Reduce Speech Duration

Reduce the duration of your speech file to fit within a fixed duration.

Often, our users need to "condense" a Speech file to make sure that it fits alongside their other assets. Common use cases include meeting a 10 or 15 second maximum duration for advertising purposes, such as in a "tag" at the end of a commercial.

To do this, you can use the speech/TTS/reduce endpoint.

tts = audiostack.Speech.TTS.reduce(speechId=speechId, targetLength= 5)

Our specialised engine takes your speech and intelligently removes silence, reduces punctuation, speeds up speech, and removes padding to achieve the desired duration while maintaining the "naturalness" of speech.
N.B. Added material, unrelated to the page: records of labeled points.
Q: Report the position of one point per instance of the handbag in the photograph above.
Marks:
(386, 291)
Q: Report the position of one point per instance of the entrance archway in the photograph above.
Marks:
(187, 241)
How to reduce your speech length to fit in a fixed duration using the Python SDK

Reducing the duration of your speech is very straightforward. Try running the following example, using your own API key in line 5:

import audiostack
import os

audiostack.api_key = "APIKEY"

def tts_reduce_examples(req):
    scriptText = f"""
    <as:section name="main" soundsegment="main"> 
    {req["text"]}
    </as:section>"""

    print(f"Generating your script")
    script = audiostack.Content.Script.create(scriptText=scriptText, scriptName="test")

    print(f"Synthesizing speech")
    tts = audiostack.Speech.TTS.create(scriptItem=script, voice=req["voice"], speed=req["speed"])

    print(f"Reducing length to meet target")
    tts = audiostack.Speech.TTS.reduce(speechId=tts.speechId, targetLength=req["targetLength"])
    
    timelineProperties= {
        "forceLength" : req['targetLength'],
        "speechStart" : 0,
        "fadeIn" : 0,
        "fadeOut" : 0,
    }

    print(f"Applying auto mixing and mastering")

    mix = audiostack.Production.Mix.create(speechItem=tts, exportSettings={"ttsTrack" : True}, masteringPreset="", timelineProperties=timelineProperties)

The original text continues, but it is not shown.